La opción ideal sería considerar a los administrados como parte, pero siempre que se establezcan algunas salvaguardas que impidan que los administrados manipulen el procedimiento, tales como la revelación de toda información que tengan en su poder y que sea relevante para el procedimiento, bajo sanción. Si se demuestra que las partes y sus abogados, intencionalmente, han ocultado o distorsionado información, se podría sancionarlos severamente. También se pueden establecer cargas de la prueba que creen incentivos a las partes para revelar información.

Otro punto que no queda muy claro en el D. Leg. 1034 está referido a la falta de distinción entre la fase de investigación con la etapa del debate de las tesis de las partes. Así, por ejemplo, se establece que dentro del procedimiento se dará la etapa de instrucción, y fijará un periodo de siete meses para actuar pruebas. Sin embargo, existen otros artículos que establecen que para el inicio del procedimiento sancionador es necesario indicios razonables.

Al respecto, creo que la confusión se debe, en parte, a que no se distingue entre la fase de investigación de la fase del inicio del proceso mismo (llamémosle contradictorio).
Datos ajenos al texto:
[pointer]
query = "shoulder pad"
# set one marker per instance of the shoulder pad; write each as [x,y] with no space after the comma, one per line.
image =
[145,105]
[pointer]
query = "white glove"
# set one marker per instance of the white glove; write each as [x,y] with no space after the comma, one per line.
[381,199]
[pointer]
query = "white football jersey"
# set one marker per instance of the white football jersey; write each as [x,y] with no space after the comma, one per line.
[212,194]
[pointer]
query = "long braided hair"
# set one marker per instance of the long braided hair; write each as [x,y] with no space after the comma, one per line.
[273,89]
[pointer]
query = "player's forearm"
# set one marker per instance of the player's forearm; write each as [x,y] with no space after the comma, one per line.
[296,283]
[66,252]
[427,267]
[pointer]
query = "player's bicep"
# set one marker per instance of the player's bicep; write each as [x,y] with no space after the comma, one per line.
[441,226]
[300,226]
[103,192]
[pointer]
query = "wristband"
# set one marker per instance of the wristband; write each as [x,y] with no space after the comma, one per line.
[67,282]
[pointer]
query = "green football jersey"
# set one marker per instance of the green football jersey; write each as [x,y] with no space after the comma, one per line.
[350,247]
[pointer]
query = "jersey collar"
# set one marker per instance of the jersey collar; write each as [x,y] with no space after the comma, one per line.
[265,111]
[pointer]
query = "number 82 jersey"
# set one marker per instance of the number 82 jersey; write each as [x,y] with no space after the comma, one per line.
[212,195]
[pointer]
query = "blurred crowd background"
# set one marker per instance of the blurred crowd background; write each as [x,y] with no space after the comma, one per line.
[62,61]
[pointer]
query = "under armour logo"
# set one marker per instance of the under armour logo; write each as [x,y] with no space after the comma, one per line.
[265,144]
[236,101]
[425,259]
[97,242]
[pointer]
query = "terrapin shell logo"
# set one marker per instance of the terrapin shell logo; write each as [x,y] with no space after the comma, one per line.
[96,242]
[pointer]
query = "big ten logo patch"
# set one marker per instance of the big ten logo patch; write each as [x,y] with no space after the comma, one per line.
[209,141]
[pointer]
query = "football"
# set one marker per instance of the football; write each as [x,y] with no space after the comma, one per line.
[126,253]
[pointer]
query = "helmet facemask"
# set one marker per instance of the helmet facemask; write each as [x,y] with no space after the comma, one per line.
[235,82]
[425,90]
Así, en la fase de investigación, como su nombre lo indica, se investiga, por ejemplo, por qué han subido los precios de un bien. Para tal efecto, la Secretaría manejará varias hipótesis, algunas referidas a una posible concertación, otras referidas a causas de mercado. En esta etapa, la Secretaría requerirá información, documentación, citará a testigos, realizará diligencias y, en general, todos los actos que considere necesarios para confirmar o descartar la hipótesis que se encuentra investigando.

Por ello, y siguiendo la jurisprudencia del Tribunal Constitucional, creo que la Secretaría no debería abrir un procedimiento sancionador en contra de una empresa si es que no tiene una tesis verosímil de la comisión de una infracción por parte del denunciado. La Secretaría sólo debe proceder a imputar al administrado la comisión de una infracción cuando ella, desde su perspectiva, tiene la certeza de que efectivamente ello ha ocurrido. No puede imputarle a un particular la comisión de una infracción, si es que no tiene evidencia suficiente que le permita realizar dicha imputación.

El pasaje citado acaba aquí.